As for how Novo’s expansion efforts stack up against chief metabolic rival Lilly—which has also been on a multibillion-dollar incretin medicine expansion drive—"we have expanded patient reach … more than any other competitor in this market,” Novo’s finance chief, Karsten Munk Knudsen, said Wednesday, citing data from life sciences analytics firm IQVIA.
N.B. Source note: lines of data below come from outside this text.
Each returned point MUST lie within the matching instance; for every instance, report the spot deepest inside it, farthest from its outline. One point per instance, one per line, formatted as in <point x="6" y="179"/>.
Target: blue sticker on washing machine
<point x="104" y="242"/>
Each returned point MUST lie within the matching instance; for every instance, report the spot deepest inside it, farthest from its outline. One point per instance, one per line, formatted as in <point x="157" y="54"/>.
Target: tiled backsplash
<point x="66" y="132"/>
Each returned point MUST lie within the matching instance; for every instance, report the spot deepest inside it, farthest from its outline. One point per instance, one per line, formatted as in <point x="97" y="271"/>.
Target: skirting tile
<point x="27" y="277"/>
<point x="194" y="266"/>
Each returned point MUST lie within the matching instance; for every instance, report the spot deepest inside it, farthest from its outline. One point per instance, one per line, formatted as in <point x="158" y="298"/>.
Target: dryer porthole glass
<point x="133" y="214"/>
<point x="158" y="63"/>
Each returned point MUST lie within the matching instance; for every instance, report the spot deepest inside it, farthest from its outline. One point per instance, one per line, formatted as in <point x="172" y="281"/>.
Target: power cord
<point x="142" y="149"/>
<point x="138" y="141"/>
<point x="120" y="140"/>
Novo expects to continue to grow its reach in 2025, though perhaps not at the magnitude witnessed in 2024. For the full year to come, Novo Nordisk is eyeing sales growth at constant currencies between 16% and 24%—a range that analysts at ODDO BHF called “wide but reassuring.”
Reflecting on Novo’s broad guidance for 2025, Knudsen said the scope of the revenue prediction reflects the “rapid growth rate” Novo’s business has enjoyed in recent years. He flagged three main factors that have the potential to affect performance for the year, both positively and negatively—those being supply, “magnitude of competition” and net pricing levels.